The defect trigger, similarly provides a measurement of the Testing process. The concept of the trigger is a key contribution that came through ODC and is now fairly widely used in technical and research publications. The software trigger is defined as the force that surfaced the Fault to create the failure. The full set of triggers is available in ODC Documentation.

The defect type and trigger collectively provide a large amount of causal information on defects. Additional information from the defect that is captured in standard ODC implementations includes "impact", "source" and "age". ODC training courses report that, once trained, an individual can categorize a defect via ODC in less than 3 minutes when performing the task retrospectively. The time taken is far lower when done in-flight, or in-process. The categorization cannot be directly compared to root-cause-analysis, since ODC data is about "what-is", not "why". However, root cause analysis is very commonly performed using ODC. The analysis that studies ODC data is performing the first pass of root cause analysis, which is confirmed by discussing the results with the development team.
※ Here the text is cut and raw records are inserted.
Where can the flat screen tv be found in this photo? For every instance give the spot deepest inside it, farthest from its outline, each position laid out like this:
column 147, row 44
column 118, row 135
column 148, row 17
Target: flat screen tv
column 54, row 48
This approach has five primary differences between the classical method and the ODC method.

Individual defect analysis is just one of the applications of ODC. The original design of ODC was to create a measurement system for software engineering using the defect stream as a source of intrinsic measurements. Thus, the attributes, either singularly, or in conjunction with one of the others provides specific measurements on certain aspects of the engineering process. These measurements can be used for one or more analytical methods, since they were designed with general measurement principles in mind. Todate, several research papers have applied these for a variety of purposes. More recently, there have been research articles that use ODC to assess the methods used for security evaluation, and expanded the scope of ODC.